Right, but this is the case with most interventions (e.g., cash transfers). So long as the Hawthorne effect is balanced across interventions (which I’m not implying is assured), then we should still be able to compare their cost-effectiveness using self-reports.
Furthermore, only 8 of the trials had waitlist or do nothing controls. The rest of the trials received some form of “care as usual” or a placebo like “HIV education”. Presumably these more active controls could also elicit a Hawthorne effect or response bias?

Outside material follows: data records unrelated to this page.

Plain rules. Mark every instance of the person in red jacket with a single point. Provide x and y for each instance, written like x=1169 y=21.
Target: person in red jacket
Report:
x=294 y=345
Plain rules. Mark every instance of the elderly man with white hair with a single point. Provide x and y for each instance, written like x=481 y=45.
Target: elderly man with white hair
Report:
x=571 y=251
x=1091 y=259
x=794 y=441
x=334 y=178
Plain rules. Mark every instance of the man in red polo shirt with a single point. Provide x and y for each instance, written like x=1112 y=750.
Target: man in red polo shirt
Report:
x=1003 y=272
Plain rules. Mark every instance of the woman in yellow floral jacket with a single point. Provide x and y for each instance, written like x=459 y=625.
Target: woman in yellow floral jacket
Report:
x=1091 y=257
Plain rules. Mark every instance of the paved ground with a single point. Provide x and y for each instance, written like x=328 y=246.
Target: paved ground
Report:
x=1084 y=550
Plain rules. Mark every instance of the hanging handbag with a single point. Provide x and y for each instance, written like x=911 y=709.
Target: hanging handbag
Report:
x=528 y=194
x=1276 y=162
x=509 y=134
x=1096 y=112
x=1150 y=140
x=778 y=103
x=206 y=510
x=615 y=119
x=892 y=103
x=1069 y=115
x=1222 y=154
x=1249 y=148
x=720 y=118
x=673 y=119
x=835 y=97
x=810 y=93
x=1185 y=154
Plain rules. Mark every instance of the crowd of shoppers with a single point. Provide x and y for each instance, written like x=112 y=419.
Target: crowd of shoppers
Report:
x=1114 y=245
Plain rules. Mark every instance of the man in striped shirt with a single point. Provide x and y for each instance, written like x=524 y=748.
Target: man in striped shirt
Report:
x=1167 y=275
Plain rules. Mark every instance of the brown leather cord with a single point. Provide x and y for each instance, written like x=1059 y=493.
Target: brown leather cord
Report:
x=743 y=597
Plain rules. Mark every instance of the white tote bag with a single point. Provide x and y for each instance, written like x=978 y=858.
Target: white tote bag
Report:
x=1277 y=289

Hi Henry. Thanks for your feedback! I’ll let Joel respond to the substantive comments but just wanted to note that I’ve changed the “Appendix D” references to “Appendix C”. Thanks very much for letting us know about that.
I’m not sure why Appendix B has hyperlinks for some studies but not for others. I’ll check with Joel about that and add links to all the papers as soon as I can. In future, I plan to convert some of our data tables into embedded AirTables so that readers can reorder by different columns if they wish.